参照:科学技術指標2025図表5-2-4
参照:科学技術指標2025図表5-2-6
参照:科学技術指標2025コラム図表5

 

(2) 日本の大学と民間企業等との「共同研究」の受入額は継続的に増加し、2023年度には1,053億円となった。

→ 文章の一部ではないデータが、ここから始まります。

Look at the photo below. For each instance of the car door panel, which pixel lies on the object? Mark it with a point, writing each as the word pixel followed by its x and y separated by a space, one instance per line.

 民間企業等との共同研究等にかかる受入額と実施件数を見ると、受入額が最も多いのは「共同研究」であり2023年度で1,053億円、実施件数は3.2万件である。大企業からの受入が多く、同年度で832億円である。「共同研究」及び「受託研究」の「直接経費に対する間接経費の比率」も、順調に伸びている。2006年度と2023年度を比較すると、共同研究では8.5%から26.2%(間接経費:219億円)へ、受託研究では10.1%から21.4%(同:31億円)と大きく増加した。

 

【概要図表 24】日本の大学等の民間企業等との共同研究等の状況
(A)受入額(内訳)と実施件数の推移
(B)間接経費の状況
(a)共同研究
(b)受託研究

注:
1) 共同研究:機関と民間企業等とが共同で研究開発することであり、相手側が経費を負担しているもの。受入額及び件数は、2008年度まで中小企業、小規模企業、大企業に分類されていた。
2) 受託研究:大学等が民間企業等からの委託により、主として大学等が研究開発を行い、そのための経費が民間企業等から支弁されているもの。
3) 治験等:大学等が外部からの委託により、主として大学等のみが医薬品及び医療機器等の臨床研究を行い、これに要する経費が委託者から支弁されているもの、病理組織検査、それらに類似する試験・調査。
4) 寄附講座・寄附研究部門:2016年度まで国立大学のみの値。2017年度から公立、私立大学の値が計測されるようになった。寄附講座・寄附研究部門の「実施件数」は「講座・部門数」である。
5) 国内企業の内訳については大企業、中小企業に加えて、小規模企業は2006~2008年度まで、外資系企業は2019、2020年度について出典となる資料にデータが掲載されている。